Unsupported Operation
Official documentation says regarding such operations: "Change was caused by operations not currently supported by LogMiner", so, we need to resort to redo dump next:
ALTER SYSTEM DUMP LOGFILE '/path/to/arch1_112_1223914063.dbf' SCN MIN 6365975 SCN MAX 6365975;
26ai
All 770 of redo records contain this change on SYS.USER$:
CHANGE #3 ... OP:11.5 ...
ncol: 30 nnew: 1 size: 0
col 18: [ 1] 80
Column 18, if I'm not mistaken is SPARE1 column of SYS.USER$ table. Value 0x80 is Oracle's internal representation of NUMBER 0. In DBA_USERS, this column is used with bitand() to check for many different flags.
But - of those 770 redo records, 122 of them, besides the described change, also contain an update of column 23, which is SPARE6 column of SYS.USER$, which is of datatype DATE and refers to DBA_USERS.LAST_LOGIN:
ncol: 30 nnew: 2 size: 0
col 18: [ 1] 80
col 23: [ 7] 78 7e 02 10 0b 35 0f
This tells us, that even though my test case was doing about 12 logins per second, the LAST_LOGIN column was updated two times per second.
19c
On 19.20.0, the situation is pretty similar for each login:
CHANGE #3 ... OP:11.19 ...
Array Update of 1 rows:
ncol: 28 nnew: 1 size: 0
col 23: [ 7] 78 7e 02 10 10 26 1e
So, instead of changing column 18, it either applies an empty change array or updates the last login date. Regardless, it still makes and commits a transaction for each login, just like 26ai does.
Older versions
I didn't test older versions, but it might be interesting to know that according DBA_USERS 12c documentation, the DBA_USERS.LAST_LOGIN column was introduced in version 12c.
_disable_last_successful_login_time
This is the undocumented parameter which greatly reduces redo generation on logins. However, as it is with all undocumented parameters, you should only use them in accordance with Oracle Support guidance.

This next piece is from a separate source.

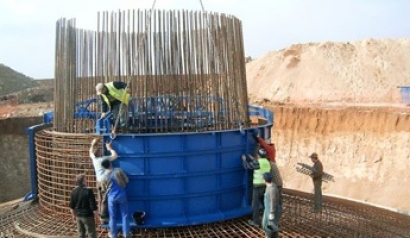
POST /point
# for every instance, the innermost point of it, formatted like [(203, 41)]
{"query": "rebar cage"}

Here's the same test case with _disable_last_successful_login_time set:
select count(*) as update_count
from v$logmnr_contents
where seg_owner='SYS' and seg_name='USER$';
select count(*) as commit_count
from v$logmnr_contents
where operation='COMMIT';
UPDATE_COUNT
------------
0
COMMIT_COUNT
------------
9
So, truly no commit per login anymore. There are 9 commits, yes, but those were unrelated to logins. This not only disables last successful login time update, but also the update on SPARE1 - after enabling the parameter, no USER$ transaction per login was observed in LogMiner output.
Conclusion
In tested 19c/26ai environments with default settings, each regular user login resulted in a recursive transaction and commit. During a connection storm, these login-driven commits add to the LGWR workload alongside commits from actual application activity. So the hidden cost isn't just the login itself - it's the commit latency impact on every other session. This kind of issue is quite rare, but I find it valuable to know that, by default, there is a transaction after each regular user login.